Puis: quand se confirme qu'il a bel et bien mis dans ses dissertations trop de «provocation à la discrimination raciale» , et quand la justice l'en tance, ce particulier dissident reçoit, dans l'instant, le soutien, non seulement des plus nobles figuras du parti régnant, mais d'un secrétaire d'État dont le serment républicain n'inclut (tout de même) pas qu'il se plie vers la règle disant qu'on ne jette pas le discrédit sur une décision de justice.

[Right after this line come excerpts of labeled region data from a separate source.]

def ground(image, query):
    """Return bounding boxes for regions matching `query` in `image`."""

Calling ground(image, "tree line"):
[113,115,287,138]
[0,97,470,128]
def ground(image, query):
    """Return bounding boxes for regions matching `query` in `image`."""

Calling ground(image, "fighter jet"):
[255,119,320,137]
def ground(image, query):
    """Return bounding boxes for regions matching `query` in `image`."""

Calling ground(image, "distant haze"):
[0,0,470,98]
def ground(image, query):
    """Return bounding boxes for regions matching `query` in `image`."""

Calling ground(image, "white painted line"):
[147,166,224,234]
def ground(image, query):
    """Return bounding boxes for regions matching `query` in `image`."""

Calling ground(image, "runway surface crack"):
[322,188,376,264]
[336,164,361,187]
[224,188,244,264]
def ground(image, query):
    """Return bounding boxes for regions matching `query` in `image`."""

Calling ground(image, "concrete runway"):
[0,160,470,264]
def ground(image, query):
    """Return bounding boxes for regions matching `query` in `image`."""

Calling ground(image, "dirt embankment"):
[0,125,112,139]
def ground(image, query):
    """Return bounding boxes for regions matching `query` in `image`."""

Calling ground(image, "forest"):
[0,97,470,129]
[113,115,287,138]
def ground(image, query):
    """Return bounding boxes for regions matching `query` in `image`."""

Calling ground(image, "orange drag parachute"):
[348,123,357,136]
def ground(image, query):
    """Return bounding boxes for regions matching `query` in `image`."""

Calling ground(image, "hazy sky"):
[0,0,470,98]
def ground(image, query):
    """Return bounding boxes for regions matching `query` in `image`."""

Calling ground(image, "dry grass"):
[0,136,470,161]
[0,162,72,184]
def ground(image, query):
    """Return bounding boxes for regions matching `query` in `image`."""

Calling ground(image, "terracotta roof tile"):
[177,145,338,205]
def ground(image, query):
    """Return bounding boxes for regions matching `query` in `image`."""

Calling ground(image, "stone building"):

Dès lors, et si nous tenons pour vrai que Zemmour est dans la France des années 2000 un Андрей Дмитриевич Сахаров, et qu'Андрей Дмитриевич Сахаров ne fut par conséquent guère plus que l'Éric Zemmour de son temps: nous devons très vitement réviser l'idée fausse qui nous fut (trop) longtemps donnée de la dissidence par temps de soviétisme - et convenir que les Russes dont l'avis sur la vie n'était pas celui du Политбюро, loin d'être si maltraité(e)s qu'on l'a dit, furent plutôt nantis, jusque sous Леони́д Ильи́ч Бре́жнев , du plein soutien de larges pans de l'appareil d'État.

Et bien sûr: y aura des tue-la-joie, pour déplorer tant d'indédence.

Mais nous, on s'en fout, c'est pas leurs T-54 qui vont nous arrêter: quand vient le moment de récrire la réalité, on se laisse tout simplement pas voler notre liberté de penser.